Making America groan again
THE FREELANCE has reported on a UK government minister seeking advice from ChatGPT on how to expand the use and reach and income potential of ChatGPT; and on suspicions that a so-called artificial intelligence may have sketched out the Trump tariffs in April - or at least plagiarised an economist who Elon Musk called “a moron”.

A photorealistic image of an artificial intelligence giving really dangerous public health advice to a president who has orange skin, with people who have been affected by that advice behind them - as rendered by ChatGPT's DALL-E feature. It refused to produce images for other prompts that it summarised as “AI gives bad advice” or as portraying “victims”
Now a major US administration health policy document has emerged - with robot fingerprints all over it.
As the Washington Post tells it, it was the news website NOTUS that first listed non-existent sources cited in a report entitled Make America Healthy Again, produced by a commission chaired by Robert F. Kennedy Jr.
One researcher whose name is cited is epidemiologist Katherine Keyes. “The paper cited is not a real paper that I or my colleagues were involved with,” she told NOTUS. “We’ve certainly done research on this topic, but did not publish a paper in JAMA Pediatrics on this topic with that co-author group, or with that title.” This follows a pattern of confabulating AIs attributing non-existent papers to real and relevant authors, as the Freelance noted two years ago.
The smoking - if very geeky - gun, though, is the observation by the Washington Post of strings of characters such as contentReference[oaicite:1]
appended to web links in the document. Products of the OpenAI corporation, such as ChatGPT, do this.
US Department of Health and Human Services spokesperson Andrew Nixon told NOTUS that “minor citation and formatting errors have been corrected, but the substance of the MAHA report remains the same...” Someone in the White House continued editing the references into the night.
The report itself is dangerous, particularly for its hostility to vaccines. In the Los Angeles Times, business columnist Michael Hiltzik opined that “a sloppier, more disingenuous government report would be hard to imagine.”

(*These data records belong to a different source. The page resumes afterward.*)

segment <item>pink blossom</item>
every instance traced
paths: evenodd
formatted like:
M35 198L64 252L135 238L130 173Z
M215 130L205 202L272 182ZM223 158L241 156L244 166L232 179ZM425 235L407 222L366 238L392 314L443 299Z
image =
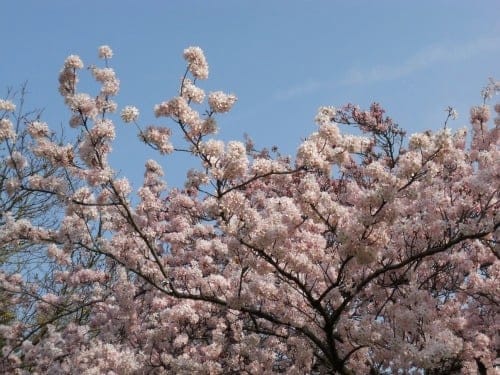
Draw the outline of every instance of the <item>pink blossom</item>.
M67 98L69 107L81 114L82 116L88 116L94 118L97 116L97 107L95 100L88 94L75 94Z
M0 99L0 111L14 112L16 110L16 105L10 100Z
M94 66L91 71L97 82L106 83L117 79L115 71L111 68L97 68Z
M118 94L120 89L120 81L117 79L105 81L101 88L101 94L105 96L113 96Z
M5 182L5 191L9 196L13 196L16 192L18 192L21 187L21 181L18 178L9 178Z
M489 107L477 106L472 107L470 110L470 120L474 122L487 122L490 119L490 109Z
M82 69L83 68L83 62L82 62L82 60L80 59L79 56L77 56L77 55L70 55L64 61L64 67L65 68L71 68L71 69Z
M217 122L213 117L205 119L201 124L201 133L206 134L216 134L218 130Z
M71 257L54 244L49 245L47 248L47 254L54 258L59 264L71 264Z
M111 47L107 45L100 46L98 51L100 59L110 59L113 57L113 51L111 50Z
M140 135L140 138L160 151L162 154L170 154L174 148L170 143L170 129L160 126L148 126Z
M334 120L337 110L334 107L319 107L318 113L314 118L314 121L318 125L331 124Z
M32 189L47 190L59 194L65 194L68 191L67 181L58 176L30 176L28 184Z
M181 93L184 98L194 103L202 103L203 100L205 100L205 92L203 89L196 87L188 78L182 81Z
M184 50L184 59L193 77L197 79L208 78L208 64L200 47L188 47Z
M236 96L233 94L225 94L222 91L211 92L208 95L208 104L210 109L216 113L229 112L236 103Z
M92 283L96 281L104 281L106 275L101 271L93 271L89 269L82 269L74 272L68 282L71 284Z
M12 126L12 122L9 119L0 119L0 141L5 141L7 139L15 139L16 133Z
M173 344L174 344L174 347L181 348L184 345L186 345L188 343L188 341L189 341L188 335L186 335L185 333L181 333L179 336L177 336L175 338Z
M187 101L182 97L176 97L158 104L155 106L154 111L156 117L172 117L188 125L195 125L200 122L198 112L191 109Z
M124 197L126 197L132 191L132 187L130 186L129 181L126 178L115 180L113 186L117 194L120 194Z
M28 133L33 138L43 138L50 135L49 126L45 122L33 121L28 125Z
M125 123L134 122L139 117L139 110L134 106L126 106L122 109L120 117Z
M14 151L7 159L7 165L13 169L24 169L28 166L28 160L19 151Z
M242 176L248 167L245 145L241 142L231 141L226 146L223 169L225 178Z
M60 146L46 139L39 140L38 144L33 149L33 153L59 165L70 165L73 163L74 159L72 145L67 144Z

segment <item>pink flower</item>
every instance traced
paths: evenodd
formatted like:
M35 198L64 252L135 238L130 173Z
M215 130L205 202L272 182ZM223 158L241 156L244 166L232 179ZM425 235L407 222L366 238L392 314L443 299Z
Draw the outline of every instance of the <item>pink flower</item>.
M184 59L188 62L188 69L194 78L208 78L208 64L200 47L189 47L184 50Z
M113 51L107 45L100 46L98 52L100 59L110 59L113 57Z
M67 98L69 107L81 114L82 116L88 116L94 118L97 116L97 107L95 100L88 94L75 94Z
M16 105L10 100L0 99L0 111L14 112L16 110Z
M185 78L182 82L181 93L182 97L194 103L201 103L205 99L205 92L201 88L196 87L188 78Z
M233 94L225 94L222 91L211 92L208 95L208 104L210 109L216 113L229 112L236 103L236 96Z
M125 123L135 122L139 117L139 110L134 106L128 105L122 109L120 117Z
M28 166L28 160L19 151L14 151L7 159L7 165L13 169L23 169Z
M156 117L171 117L190 126L201 123L198 112L193 110L186 99L180 96L156 105L154 110Z
M5 182L5 191L9 196L13 196L16 192L18 192L18 189L21 187L21 181L19 179L13 177L9 178Z
M7 118L0 119L0 141L5 141L6 139L15 139L16 133L14 132L14 127L12 122Z
M170 143L170 129L161 126L148 126L140 134L140 138L155 147L162 154L170 154L174 147Z
M184 345L186 345L189 341L189 336L186 335L185 333L181 333L179 336L177 336L173 342L174 347L176 348L182 348Z
M318 125L331 124L336 114L337 110L334 107L319 107L314 121Z
M45 122L33 121L28 125L28 133L33 138L43 138L49 136L50 130Z
M64 61L64 67L70 69L82 69L83 62L77 55L69 55Z
M482 105L472 107L470 110L470 121L475 122L488 122L490 119L490 109L488 106Z

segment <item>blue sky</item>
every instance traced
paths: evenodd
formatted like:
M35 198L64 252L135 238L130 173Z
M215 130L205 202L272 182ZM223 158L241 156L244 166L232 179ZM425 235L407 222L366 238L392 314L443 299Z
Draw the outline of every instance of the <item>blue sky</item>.
M198 45L210 65L200 85L239 98L219 119L220 137L248 133L286 154L315 130L320 105L378 101L409 133L439 129L451 105L458 128L488 77L500 78L497 0L11 0L1 11L0 93L27 80L28 107L44 108L55 129L69 119L57 92L65 57L98 64L102 44L115 52L118 104L137 106L142 125L167 123L153 106L175 95L182 51ZM117 128L113 164L135 187L150 157L182 183L185 160L156 157L133 128Z

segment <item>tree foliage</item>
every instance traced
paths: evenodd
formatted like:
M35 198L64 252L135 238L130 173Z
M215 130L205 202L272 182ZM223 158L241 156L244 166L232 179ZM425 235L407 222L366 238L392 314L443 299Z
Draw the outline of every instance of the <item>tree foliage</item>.
M78 91L78 56L59 76L73 143L35 119L15 151L20 129L0 102L2 199L55 212L2 203L2 251L37 249L53 264L43 285L0 273L16 312L0 322L2 372L494 371L500 122L486 103L471 109L470 135L445 126L408 141L379 104L321 107L291 158L215 138L236 97L198 86L208 65L190 47L178 95L154 109L173 126L142 127L133 106L120 117L160 155L187 152L199 167L167 189L169 157L149 160L132 192L108 162L119 81L111 49L99 56L98 93Z

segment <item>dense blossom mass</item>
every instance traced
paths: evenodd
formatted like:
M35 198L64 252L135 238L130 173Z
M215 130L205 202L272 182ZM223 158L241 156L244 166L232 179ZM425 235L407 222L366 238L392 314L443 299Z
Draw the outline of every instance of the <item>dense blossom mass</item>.
M470 129L448 108L408 139L379 104L321 107L288 157L214 137L236 96L197 86L199 47L145 127L113 114L113 52L98 56L97 93L78 90L78 56L59 75L71 142L0 100L0 372L499 371L498 83ZM137 190L108 160L115 119L161 155ZM167 189L176 151L199 167Z

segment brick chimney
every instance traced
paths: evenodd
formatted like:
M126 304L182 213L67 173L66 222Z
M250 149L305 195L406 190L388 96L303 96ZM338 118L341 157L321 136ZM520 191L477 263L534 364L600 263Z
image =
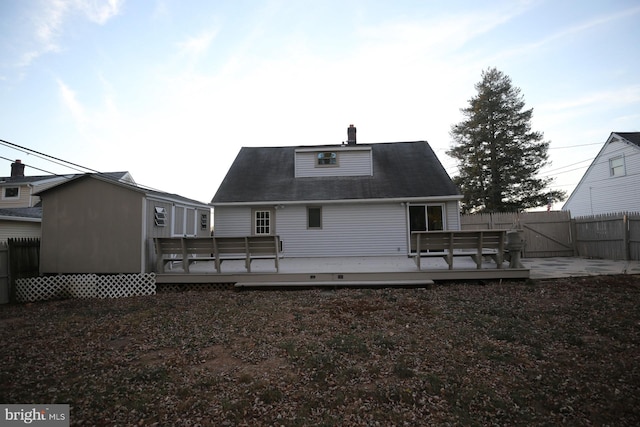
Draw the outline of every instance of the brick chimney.
M356 127L349 125L347 128L347 144L356 145Z
M24 165L21 160L11 163L11 178L20 178L24 176Z

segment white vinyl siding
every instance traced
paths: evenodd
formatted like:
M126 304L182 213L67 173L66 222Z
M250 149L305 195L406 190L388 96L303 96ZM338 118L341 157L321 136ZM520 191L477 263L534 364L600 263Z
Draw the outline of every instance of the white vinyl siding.
M219 237L249 236L250 207L217 207L213 211L213 233Z
M426 203L425 204L438 204ZM444 207L446 228L460 229L457 201ZM322 228L309 228L307 205L285 205L274 210L275 234L280 236L285 257L396 256L408 250L406 204L330 203L321 207ZM252 232L256 208L216 207L214 234L220 237L247 236ZM273 217L272 217L273 218Z
M0 220L0 242L6 242L11 238L40 238L41 235L39 222Z
M458 201L448 201L444 205L444 215L447 230L460 230L460 204Z
M278 210L285 257L390 256L406 254L406 215L400 203L322 206L322 229L307 227L307 207Z
M324 152L326 151L322 149L318 149L317 151L296 151L296 178L373 175L371 149L349 150L346 148L338 148L332 151L337 155L336 164L319 167L318 154Z
M611 160L621 156L625 174L612 176ZM640 211L640 148L617 141L606 144L562 209L573 217Z

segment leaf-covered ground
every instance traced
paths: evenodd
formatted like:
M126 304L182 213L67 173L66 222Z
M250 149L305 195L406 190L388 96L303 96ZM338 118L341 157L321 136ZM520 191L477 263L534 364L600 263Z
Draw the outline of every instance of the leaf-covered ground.
M640 277L0 307L0 402L74 425L640 425Z

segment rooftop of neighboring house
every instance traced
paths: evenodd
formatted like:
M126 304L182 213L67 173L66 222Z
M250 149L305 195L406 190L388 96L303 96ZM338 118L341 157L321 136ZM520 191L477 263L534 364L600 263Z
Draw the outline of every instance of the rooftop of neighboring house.
M6 177L0 177L0 184L38 184L45 181L50 182L56 179L70 179L84 174L65 174L65 175L31 175L25 176L25 165L21 160L11 163L11 174ZM129 172L105 172L103 175L116 180L125 180L133 182L133 178Z
M621 136L627 141L640 147L640 132L613 132L615 135Z
M31 208L0 208L0 218L4 219L23 219L23 218L42 218L42 207L35 206Z

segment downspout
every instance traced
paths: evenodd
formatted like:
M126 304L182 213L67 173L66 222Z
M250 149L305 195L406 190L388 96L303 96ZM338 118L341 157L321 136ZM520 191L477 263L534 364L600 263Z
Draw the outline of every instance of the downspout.
M27 188L29 188L29 207L33 207L33 184L27 184Z
M141 227L141 251L140 251L140 273L147 272L147 250L149 245L147 245L147 197L142 197L142 227ZM149 254L150 255L150 254Z

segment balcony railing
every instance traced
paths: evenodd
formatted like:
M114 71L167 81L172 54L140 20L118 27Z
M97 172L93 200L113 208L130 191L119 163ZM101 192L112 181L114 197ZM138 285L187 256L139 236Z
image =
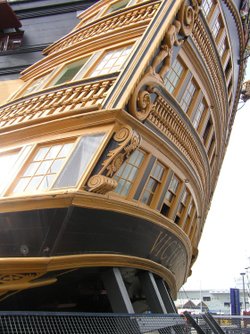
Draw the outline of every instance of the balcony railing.
M154 16L159 4L160 1L155 1L154 3L149 3L147 5L137 6L131 10L127 9L125 12L123 11L112 17L108 16L57 41L45 49L44 53L50 54L116 29L124 30L129 25L138 25L141 22L148 22L148 20L151 20Z
M98 109L116 80L117 73L98 81L90 79L53 87L18 99L0 108L0 128L18 125L34 119L73 112L76 109Z

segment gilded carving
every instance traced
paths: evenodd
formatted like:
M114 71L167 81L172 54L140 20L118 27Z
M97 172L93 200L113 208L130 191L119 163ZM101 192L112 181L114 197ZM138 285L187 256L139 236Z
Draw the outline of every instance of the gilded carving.
M86 26L77 30L73 34L66 36L63 40L60 40L47 49L44 50L44 54L51 54L53 52L58 52L68 47L72 47L77 43L81 43L88 39L94 39L98 35L106 34L117 29L129 29L134 24L143 24L151 20L156 10L160 5L159 1L155 3L144 4L140 8L134 8L127 10L126 12L121 12L115 17L109 17L108 19L103 19L102 21L97 21L97 23L91 26Z
M113 140L118 143L118 146L108 152L98 174L93 175L88 181L87 185L91 192L106 194L114 190L117 182L112 179L112 176L140 144L139 134L128 125L116 131Z
M146 120L155 109L154 87L164 81L164 76L171 66L173 47L183 44L184 39L192 33L201 0L192 0L190 3L191 5L187 5L186 2L182 4L175 21L164 36L159 53L153 59L151 66L130 98L129 111L140 121Z
M41 275L41 273L2 274L0 275L0 287L10 283L15 284L30 282Z
M70 88L56 88L43 91L42 95L31 95L0 108L0 128L17 125L80 108L98 109L114 79L87 84L84 81Z
M127 159L139 146L140 136L130 126L124 126L114 135L114 140L119 143L118 147L107 154L103 162L100 174L112 177Z
M117 182L104 175L94 175L88 181L89 191L97 194L106 194L117 187Z

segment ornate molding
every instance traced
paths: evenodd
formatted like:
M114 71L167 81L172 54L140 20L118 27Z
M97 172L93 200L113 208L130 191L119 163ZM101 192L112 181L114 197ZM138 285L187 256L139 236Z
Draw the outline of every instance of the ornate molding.
M73 45L75 46L89 39L93 40L100 35L103 36L104 34L124 29L125 27L126 29L130 29L134 25L146 24L154 17L159 6L160 1L154 1L154 3L142 4L132 9L126 8L120 14L109 15L97 22L91 22L47 47L44 50L44 54L61 52Z
M117 147L107 153L99 172L88 181L91 192L106 194L116 188L117 182L111 178L140 145L140 136L130 126L124 125L115 132L113 141L118 143Z
M201 0L191 0L190 5L183 2L174 22L163 38L159 53L135 88L129 101L129 112L141 122L145 121L155 109L154 87L164 81L164 76L171 66L173 47L182 45L192 33L200 5Z
M88 181L89 191L96 194L106 194L117 187L117 182L104 175L94 175Z
M14 100L0 107L0 128L20 126L42 118L61 117L63 113L75 113L82 108L97 110L114 82L114 77L93 82L82 80Z
M56 278L40 279L45 272L5 273L0 275L0 296L9 291L30 289L55 283ZM37 280L39 279L39 280Z
M99 174L108 177L112 177L123 162L136 150L140 144L140 136L130 126L125 125L115 133L113 140L118 143L118 147L108 152L99 172Z

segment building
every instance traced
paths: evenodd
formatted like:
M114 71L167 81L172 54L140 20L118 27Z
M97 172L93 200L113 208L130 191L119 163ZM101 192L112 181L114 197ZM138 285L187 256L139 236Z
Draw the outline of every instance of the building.
M4 84L0 309L175 312L240 97L243 5L101 0Z
M202 305L201 305L202 302ZM245 295L246 311L249 301ZM229 290L188 290L179 291L175 305L179 312L184 310L192 313L209 311L214 314L231 314L231 300ZM240 290L240 308L244 311L244 293Z

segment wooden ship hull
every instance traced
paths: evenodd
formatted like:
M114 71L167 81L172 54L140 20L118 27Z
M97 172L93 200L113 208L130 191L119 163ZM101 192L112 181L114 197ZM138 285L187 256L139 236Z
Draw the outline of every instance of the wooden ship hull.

Since February the LA Times has, in order to demonstrate “balance”, added to such opinion pieces AI-generated “perspectives”. This AI didn't do very well in defending the other AI: its riposte includes the non sequitur “Proponents defend the focus on vaccine safety, citing concerns about increased prescriptions for antidepressants and antipsychotics, and assert that parental skepticism justifies reevaluating vaccine guidelines.”